The results of the study further affirm the idea that ENSO is a main source of southern Africa climate predictability (Nicholson and Entekhabi 1987; Lindesay 1988; Nicholson and Kim 1997; Reason et al. 2000; Cook 2001; Reason and Jagadheesha 2005). The study shows that while a simple GCM (such as SPEEDY) can capture the general influence of ENSO on drought in southern Africa, both simple and complex climate models struggle to provide the detailed influence of ENSO on the inter-annual variability of austral summer droughts. This is also a challenge to some RCMs (Meque and Abiodun 2015). The study performs climate simulations to confirm the observational evidence of Hoell et al. (2015) that southern African droughts respond differently to the different flavours of El Niño (or La Niña) SST patterns, reinforcing the importance of SST anomalies within the Indian Ocean and the Atlantic Ocean in modulating rainfall over southern Africa. However, the study has expanded on the work of Hoell et al. (2015) by studying the influence of the ENSO SST patterns on SPEI (instead of rainfall), thereby including the impact of evaporative demand on drought severity. This study also strengthens the observational results of Hoell et al. (2015) by using an ensemble modelling framework to assess the robustness of the ENSO influence on southern Africa drought.
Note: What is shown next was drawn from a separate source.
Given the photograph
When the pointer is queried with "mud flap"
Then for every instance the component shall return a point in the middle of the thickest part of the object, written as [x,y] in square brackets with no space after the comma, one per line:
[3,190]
Nevertheless, the results of this study can be improved in many ways. Most notably, the warm and wet bias SPEEDY produces over parts of southern Africa needs to be improved. This will reduce the uncertainty and improve the reliability of the results, particularly in areas such as the subtropical region where dry conditions are expected during El Niño phases, but SPEEDY simulates wet conditions. As seen in the model evaluation, climate models with higher resolution and complexity do produce more realistic simulations of the southern Africa climate, particularly precipitation, although they do also show some biases. Therefore, in order to improve these results, future research should consider using a more complex climate model with higher resolution, provided that such a model is accessible. Nevertheless, the present study shows that accounting for differences in ENSO SST patterns may improve drought predictions in southern Africa.